И она вышла. Вслед за ней поднялась и я.

– Вот видите? И так всегда. Ну да ладно, идите, идите, – он безнадежно махнул рукой, – а то Инночка рассердится. В прошлый раз, когда телевизионщики снимали, она вдруг заревновала: меня на три минуты больше снимали, чем ее. Пришлось перезаписать.

Когда мы с Лиснянской уже прощались, в прихожую вышел Липкин. В руках моя книга.

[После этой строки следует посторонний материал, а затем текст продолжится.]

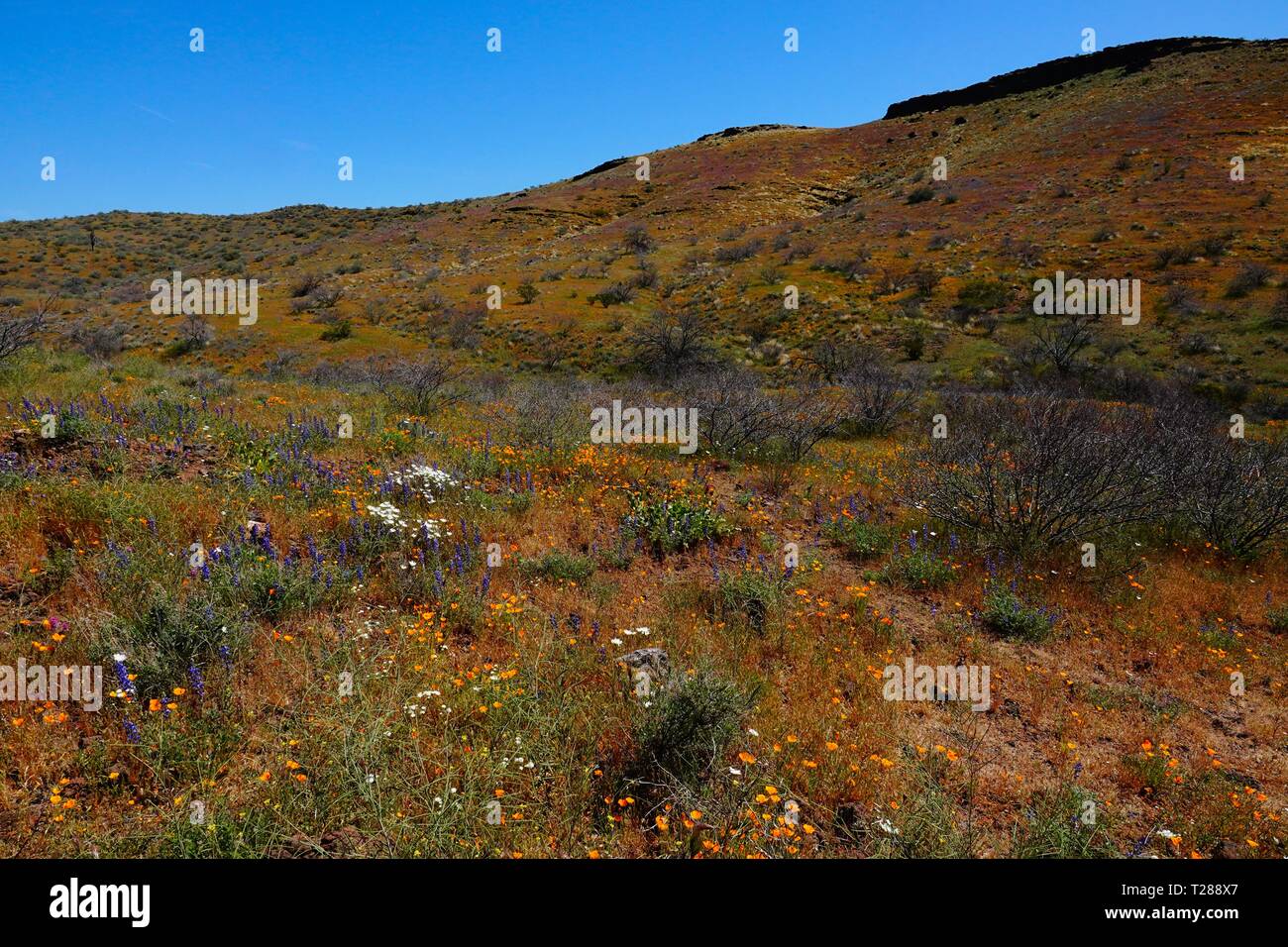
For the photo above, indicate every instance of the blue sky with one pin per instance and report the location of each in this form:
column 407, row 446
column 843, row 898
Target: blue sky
column 259, row 120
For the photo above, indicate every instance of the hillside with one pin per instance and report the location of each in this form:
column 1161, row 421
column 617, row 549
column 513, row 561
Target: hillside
column 364, row 579
column 1098, row 174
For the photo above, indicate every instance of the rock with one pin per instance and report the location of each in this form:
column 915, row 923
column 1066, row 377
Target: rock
column 652, row 661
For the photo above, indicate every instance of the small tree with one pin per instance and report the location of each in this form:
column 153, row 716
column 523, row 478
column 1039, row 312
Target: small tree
column 670, row 343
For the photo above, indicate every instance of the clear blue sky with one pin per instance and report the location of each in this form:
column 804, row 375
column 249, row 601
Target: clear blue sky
column 259, row 120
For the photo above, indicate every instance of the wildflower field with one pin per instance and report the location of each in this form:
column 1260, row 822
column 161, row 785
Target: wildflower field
column 364, row 579
column 408, row 642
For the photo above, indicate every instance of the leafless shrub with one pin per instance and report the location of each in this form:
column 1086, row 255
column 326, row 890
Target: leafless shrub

– «Ни я, ни Адам не знали, что такое детство», – процитировал он, широко улыбаясь. – Очень хорошо. Если в книге есть хоть одна такая строчка, книга состоялась. Поздравляю!

Мы обнялись. В последний раз. Через три недели Липкин умер.

Мы обе жили в Москве, но виделись всего однажды.

Но до и после – почти два года телефонных разговоров, стихов, монологов или почтительных пауз, что столь похоже на эпистолярное общение, на дружескую исповедь, затянувшуюся в повторах и умолчаниях по причине невозможности встреч, недомоганий, сплина и боязни плохих дорог.

Наш телефонный сериал возник как побочное дитя поэтической антологии «Московская муза».